Today we welcome guest blogger, David M. Adler, Esq., attorney, author, educator, entrepreneur and nationally- recognized speaker in the fields of intellectual property, media & entertainment and technology law. His blogs are available at: indiefilmlaw.wordpress.com and adlerlaw.wordpress.com. Have you or your company had any experiences with compliance? What updates do you know are now in place? Share below.
In October 2009, the FTC updated it’s Guides Concerning the Use of Endorsements and Testimonials in Advertising to address increasing use of endorsements in online marketing. The update is particularly relevant to the explosive growth of social media as a marketing tool.
The updated Guides contain two areas of concern for marketers. First, the Guides removed the safe harbor for advertisements featuring a consumer’s experience with a product or service, the so-called “results not typical” disclosure. Second, the Guides underscored the longstanding principle of disclosing “material connections”.

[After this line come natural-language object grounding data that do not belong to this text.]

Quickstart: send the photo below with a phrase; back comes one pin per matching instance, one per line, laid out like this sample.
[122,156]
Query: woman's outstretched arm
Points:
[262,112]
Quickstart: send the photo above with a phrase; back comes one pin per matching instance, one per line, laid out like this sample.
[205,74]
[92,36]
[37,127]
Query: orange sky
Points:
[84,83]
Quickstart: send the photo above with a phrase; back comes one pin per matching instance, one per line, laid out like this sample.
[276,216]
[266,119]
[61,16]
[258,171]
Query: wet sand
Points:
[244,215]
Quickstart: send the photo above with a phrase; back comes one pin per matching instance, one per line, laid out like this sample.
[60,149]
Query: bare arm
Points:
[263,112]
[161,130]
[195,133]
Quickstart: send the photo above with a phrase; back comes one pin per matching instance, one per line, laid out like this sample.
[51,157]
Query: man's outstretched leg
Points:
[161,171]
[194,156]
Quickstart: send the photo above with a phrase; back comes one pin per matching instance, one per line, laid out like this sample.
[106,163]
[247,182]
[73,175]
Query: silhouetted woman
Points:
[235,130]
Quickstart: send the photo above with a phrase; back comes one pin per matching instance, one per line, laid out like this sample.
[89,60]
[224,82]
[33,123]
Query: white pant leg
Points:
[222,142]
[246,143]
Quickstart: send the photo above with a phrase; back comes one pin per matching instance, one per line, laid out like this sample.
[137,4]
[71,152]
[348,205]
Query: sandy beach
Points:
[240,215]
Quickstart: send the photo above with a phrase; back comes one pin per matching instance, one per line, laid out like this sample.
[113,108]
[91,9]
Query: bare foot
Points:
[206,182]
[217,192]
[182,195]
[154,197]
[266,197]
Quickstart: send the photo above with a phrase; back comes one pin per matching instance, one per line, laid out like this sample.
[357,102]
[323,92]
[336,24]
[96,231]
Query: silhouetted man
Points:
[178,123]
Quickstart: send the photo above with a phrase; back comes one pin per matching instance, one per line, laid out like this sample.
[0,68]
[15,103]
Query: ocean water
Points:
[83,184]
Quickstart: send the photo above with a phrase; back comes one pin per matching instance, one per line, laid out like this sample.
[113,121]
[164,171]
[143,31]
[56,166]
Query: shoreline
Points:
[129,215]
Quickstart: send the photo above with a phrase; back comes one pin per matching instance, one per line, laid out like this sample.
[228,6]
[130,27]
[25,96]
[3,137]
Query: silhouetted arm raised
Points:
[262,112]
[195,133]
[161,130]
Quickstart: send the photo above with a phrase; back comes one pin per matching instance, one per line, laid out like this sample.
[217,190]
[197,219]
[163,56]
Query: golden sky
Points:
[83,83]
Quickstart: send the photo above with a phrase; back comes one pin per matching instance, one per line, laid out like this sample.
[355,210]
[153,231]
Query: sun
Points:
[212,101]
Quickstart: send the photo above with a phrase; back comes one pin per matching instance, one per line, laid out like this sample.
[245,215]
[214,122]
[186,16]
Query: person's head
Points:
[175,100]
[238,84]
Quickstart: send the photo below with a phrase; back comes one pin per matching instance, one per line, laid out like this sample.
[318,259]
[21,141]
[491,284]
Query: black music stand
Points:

It is still confusing for advertisers, marketers, bloggers and social media users to know how to comply. The purpose of this article is to provided simple, concrete standards to determine (1) when to make certain disclosures and (2) the type of disclosures required. I have grouped the disclosures into seven categories. The key requirement to keep in mind is the obligation to disclose any relationship that may have influenced you.
1. Personal Opinion
If you write a review or blog post and it contains only your own opinions, you haven’t received any compensation for the review or post, and you otherwise have no material connection to the topic of your post, you have nothing to disclose.
2. Free Sample/Free Gift
If you have been given a free copy, sample, or gift and you write a review or blog post, you must disclose the facts and circumstances of how you received the item or service, even if you have not been paid. You do not violate the rules if you receive payment unrelated your content. This is useful to remember when your content relates to product previews, reviews of samples, services, gifts, books, software, music, movies, etc.
3. Promotional Relationships
If you write a review or blog post and it is based upon an advertising relationship, and you have received compensation (cash, free services, product samples for personal use or a gift) for the review or post, you must disclose (i) the nature of the relationship, (ii) whether you received anything of value, and (iii) information about relationships with advertisers or endorsers that would have a material impact about how a prospective consumer would view the message. This disclosure is useful to keep in mind when your content relates to paid posts, sponsored messages, tweets, fan page postings, etc.
4. Employment Relationships
If you write a review or blog post and your post is based upon an employment relationship, you have a “material business relationship” to disclose, even if you are not being directly compensated for the message. It may even be part of your job description. Again, be mindful of the requirement to disclose any “connections” that may have influenced you, including both direct and indirect relationships.
5. Affiliate Relationships
If you write a review or blog post and your post is based upon an affiliate relationship, e.g., you have included affiliate links on your page, you must disclose the fact that the relationship exists and that you will be paid for referrals from your page.
6. Healthcare Disclosures
If you write a review or blog post and your content is based upon a connection to a pharmaceutical or healthcare product or program, you need to include relevant healthcare-related disclosures or information safety warnings, side effects, or official links with information.
7. Financial Guidelines & Disclosures
If you write a review or blog post and you work for a financial services company, you may be making investor-relations communications and your communications are subject to regulation by the NASD, SEC, FINRA and potentially state and federal regulatory agencies. The FINRA Guidance on Blogs & Social Networking Sites” can be found here. Record Retention: ensure that you can retain records of those communications. Suitability: a particular communication a “recommendation” for purposes of NASD Rule 2310 and is it suitable for potential recipients. Public Appearances: determine whether your post part of an “interactive online forum” and whether supervision is required. Third-Party Posts: If your firm created or “sponsors” and online forum, be aware that, under certain circumstances, a customer’s or other third party’s content on a social media site may become attributable to the firm. Whether third-party content is attributable to a firm depends on whether the firm has (1) involved itself in the preparation of the content or (2) explicitly or implicitly endorsed or approved the content.
Clearly, legal and regulatory compliance for social media remains a minefield. Although this article is intended to give you a working knowledge of the types of risks created by, and disclosures required for, the use of Social Media, it is NOT LEGAL ADVICE. Each situation is unique and you should consult with qualified legal counsel regarding your specific circumstances.